Over the years, the truth has been smothered by an appealing fantasy. The story was a wonderful morale booster in England, as it appears to have actually helped the war effort at a time when the British were suffering from a number of reverses.

Arthur Machen was a writer of fantastic and supernatural fiction. A leading practitioner in the decadence of 1890s London, his tales of supernatural horror explored darkly pagan themes.

His writing powerfully evoked the wildness of his native Wales, and, in his essays and journalism, he was a ceaseless propagandist against economic and scientific materialism.

By Christmas 1915, widespread rumours had taken away the credit for the successful retreat away from the resilient and long-suffering British soldiers whose ordeal at Mons was compounded by the agonies of a 180-mile march almost to the outskirts of Paris.

This in itself was nothing short of a miracle. Desperately short of food and water, ragged, unshaven and under constant threat of attack from their pursuers, it is a tribute to these men that they were able to summon the strength to turn the tables and push the enemy back over the rivers Marne and Aisne. We finish our lunch and descend the hill into the Grand Place. Once again, we walk down the Rue de Nimy where the British fell back, firing from doorways and from behind lamp posts all those years ago on that broiling day in August, 1914.

The cobbles slip beneath our feet, just as they must have done as the infantry clattered up here towards the town square with the Germans in hot pursuit.

Out of the Grand Place we walk past the imposing structure of the Saint Waudru Collegiate Church, where a plaque commemorates the sacrifice of the soldiers of the British Empire.

Then it's down the hill, past the statue of King Leopold and on to the railway station where we are due to catch the train back to Brussels.

Soon we are sweeping out of Mons, over the Canal du Centre and bound for Soignies.

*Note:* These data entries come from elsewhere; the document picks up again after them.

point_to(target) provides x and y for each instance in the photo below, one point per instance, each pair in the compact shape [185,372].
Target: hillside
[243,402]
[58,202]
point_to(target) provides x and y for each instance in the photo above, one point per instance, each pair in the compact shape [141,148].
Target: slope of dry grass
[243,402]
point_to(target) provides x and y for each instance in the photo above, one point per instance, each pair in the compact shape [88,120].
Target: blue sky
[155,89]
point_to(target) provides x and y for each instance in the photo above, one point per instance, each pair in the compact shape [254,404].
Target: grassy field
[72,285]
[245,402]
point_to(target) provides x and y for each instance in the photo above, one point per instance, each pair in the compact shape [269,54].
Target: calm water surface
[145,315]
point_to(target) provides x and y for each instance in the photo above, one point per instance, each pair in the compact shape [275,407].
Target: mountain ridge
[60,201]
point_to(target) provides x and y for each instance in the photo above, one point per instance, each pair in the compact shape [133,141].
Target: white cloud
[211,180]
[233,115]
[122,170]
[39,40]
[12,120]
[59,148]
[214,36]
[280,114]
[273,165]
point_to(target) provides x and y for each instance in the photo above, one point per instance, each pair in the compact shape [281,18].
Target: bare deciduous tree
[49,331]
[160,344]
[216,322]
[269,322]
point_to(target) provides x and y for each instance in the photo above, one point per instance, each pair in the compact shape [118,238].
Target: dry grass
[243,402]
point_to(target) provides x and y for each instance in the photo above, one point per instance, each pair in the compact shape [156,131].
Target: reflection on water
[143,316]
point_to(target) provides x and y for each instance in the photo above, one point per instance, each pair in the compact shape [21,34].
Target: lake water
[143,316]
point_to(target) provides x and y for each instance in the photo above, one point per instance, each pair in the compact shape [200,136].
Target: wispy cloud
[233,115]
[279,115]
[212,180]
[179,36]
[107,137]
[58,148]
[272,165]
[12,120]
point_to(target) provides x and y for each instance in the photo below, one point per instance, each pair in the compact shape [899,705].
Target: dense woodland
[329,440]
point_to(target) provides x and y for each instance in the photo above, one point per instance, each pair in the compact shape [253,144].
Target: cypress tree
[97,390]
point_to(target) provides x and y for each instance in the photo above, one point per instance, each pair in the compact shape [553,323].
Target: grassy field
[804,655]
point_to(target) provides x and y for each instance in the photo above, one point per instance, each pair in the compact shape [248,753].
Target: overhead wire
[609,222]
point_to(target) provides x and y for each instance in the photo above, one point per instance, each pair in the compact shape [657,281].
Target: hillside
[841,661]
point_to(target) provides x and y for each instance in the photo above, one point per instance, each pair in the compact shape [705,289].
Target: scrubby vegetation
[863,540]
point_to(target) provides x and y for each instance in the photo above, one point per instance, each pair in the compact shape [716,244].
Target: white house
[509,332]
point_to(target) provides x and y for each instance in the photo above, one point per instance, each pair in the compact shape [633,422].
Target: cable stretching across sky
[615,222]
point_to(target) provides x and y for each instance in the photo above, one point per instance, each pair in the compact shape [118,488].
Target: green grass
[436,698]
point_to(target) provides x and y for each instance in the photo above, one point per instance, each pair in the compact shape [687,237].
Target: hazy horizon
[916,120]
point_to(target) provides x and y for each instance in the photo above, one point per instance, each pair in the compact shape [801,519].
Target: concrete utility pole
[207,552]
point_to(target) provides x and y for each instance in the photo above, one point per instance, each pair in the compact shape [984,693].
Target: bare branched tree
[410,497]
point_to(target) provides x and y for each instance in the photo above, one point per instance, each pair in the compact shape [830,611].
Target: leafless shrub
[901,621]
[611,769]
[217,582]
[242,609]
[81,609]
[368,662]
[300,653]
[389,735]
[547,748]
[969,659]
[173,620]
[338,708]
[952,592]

I open that compartment in my rucksack and cannot resist fumbling for the shilling once more. The August sunlight, bursting through the carriage windows, soon illuminates the little coin sat in the palm of my hand.

I cannot help thinking that it is the very same sun that shone in August, 1914, as the good people of Mons made their way to church on that fateful Sunday, praying that the English soldiers would deliver them from the invader. Same sun, same coin, both transcending the passage of the years.

And just for a moment - only a moment- time itself seemed to stand still.